A quantidade de terras agrícolas cultivadas organicamente na Itália aumentou em 7.5 por cento de 2021 a 2022, com os olivais sendo a cultura mais significativa, totalizando 2,349,880 hectares. Apesar do crescimento da agricultura orgânica, a demanda doméstica por produtos alimentícios orgânicos na Itália continua baixa, com apenas um aumento de 0.5 por cento nos gastos do consumidor de 2021 a 2022, em grande parte devido a fatores como a inflação impactando o poder de compra das famílias.
A quantidade de terras agrícolas cultivadas organicamente na Itália aumentou consideravelmente nos últimos dois anos, com olivais constituindo a cultura mais relevante.
De acordo com um novo relatório do Ministério da Agricultura, Soberania Alimentar e Florestas, a quantidade de terras cultivadas organicamente aumentou 7.5% de 2021 a 2022, um aumento em relação aos ganhos de 5.4 e 1.7% registrados nos dois intervalos anuais anteriores.
Mais especificamente, 2,349,880 hectares de terras agrícolas italianas ativas são geridos por meio de práticas de agricultura orgânica, representando 18.7% do total.
Veja também:A demanda por azeite orgânico cresce globalmenteO governo define terras agrícolas ativas como pastagens, pastagens permanentes, plantações de árvores e jardins domésticos ativamente em uso.
A União Europeia Estratégia Farm-to-Fork inclui o expansão da agricultura orgânica para pelo menos 25 por cento da superfície agrícola até 2030.
Segundo o Instituto Italiano de Serviços para o Mercado Agrícola e Alimentar (Ismea), que apresentou o relatório, os operadores orgânicos aumentaram 8.9% entre 2021 e 2022. Dessas 92,779 empresas, 82,627 são fazendas.
Durante a apresentação, Fabio Del Bravo, funcionário do desenvolvimento rural de Ismea, disse que as terras agrícolas orgânicas ativas cresceram aproximadamente 160,000 hectares no período, com os olivais representando 16% desse aumento.
O aumento de 25,600 hectares torna os olivais orgânicos a cultura mais significativa que contribui para a atual expansão da agricultura orgânica no país. Os vinhedos orgânicos cresceram 7%.
Segundo o relatório, a Toscana é a região italiana com a maior área de cultivo orgânico ativo, com 36.8 por cento. Enquanto isso, 24.7% das terras agrícolas ativas na Puglia, a maior região produtora de azeite do país, agora são orgânicas.

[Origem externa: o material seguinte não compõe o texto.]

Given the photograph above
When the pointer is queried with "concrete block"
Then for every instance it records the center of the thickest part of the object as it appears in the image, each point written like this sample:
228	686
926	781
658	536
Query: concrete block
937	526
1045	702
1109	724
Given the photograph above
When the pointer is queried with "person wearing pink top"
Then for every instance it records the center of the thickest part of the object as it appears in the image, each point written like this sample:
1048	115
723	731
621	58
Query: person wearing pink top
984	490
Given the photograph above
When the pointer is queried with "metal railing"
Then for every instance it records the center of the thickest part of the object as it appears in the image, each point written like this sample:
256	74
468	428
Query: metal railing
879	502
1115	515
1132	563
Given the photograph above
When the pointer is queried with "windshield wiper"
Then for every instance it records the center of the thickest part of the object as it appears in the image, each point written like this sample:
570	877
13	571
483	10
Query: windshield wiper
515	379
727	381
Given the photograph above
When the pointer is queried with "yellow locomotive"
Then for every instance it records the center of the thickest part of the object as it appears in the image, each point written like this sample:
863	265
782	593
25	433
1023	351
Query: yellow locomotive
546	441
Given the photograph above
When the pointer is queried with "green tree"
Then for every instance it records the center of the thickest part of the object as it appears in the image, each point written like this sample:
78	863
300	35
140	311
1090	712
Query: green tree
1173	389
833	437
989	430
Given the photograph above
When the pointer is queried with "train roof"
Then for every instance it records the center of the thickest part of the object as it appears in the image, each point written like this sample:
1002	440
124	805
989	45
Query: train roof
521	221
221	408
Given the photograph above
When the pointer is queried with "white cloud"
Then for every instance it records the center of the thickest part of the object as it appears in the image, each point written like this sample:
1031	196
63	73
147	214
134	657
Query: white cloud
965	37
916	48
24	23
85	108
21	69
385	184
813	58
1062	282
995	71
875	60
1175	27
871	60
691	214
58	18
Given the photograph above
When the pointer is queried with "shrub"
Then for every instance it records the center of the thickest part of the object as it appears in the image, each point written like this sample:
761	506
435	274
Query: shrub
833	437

Del Bravo disse que os números do relatório mostram como a expansão ativa das terras agrícolas e a capacidade das empresas de agricultura orgânica de competir no mercado dependem do financiamento da UE e de programas nacionais de desenvolvimento.
Em uma nota lateral, o relatório mostrou como demanda interna por alimentos orgânicos ainda está atrasado, com um aumento de 0.5% de 2021 a 2022.
Apenas 1.6% dos gastos dos consumidores com alimentos orgânicos vão para o azeite orgânico e outras gorduras vegetais.
Durante a apresentação, Del Bravo disse que muitos fatores contribuem para o lento crescimento do valor dos alimentos orgânicos vendidos ao consumidor.
Entre eles, o impacto mais significativo vem da inflação, que fica em 6.4% ao ano. A inflação está afetando o poder de compra das famílias e as prioridades de compra das famílias.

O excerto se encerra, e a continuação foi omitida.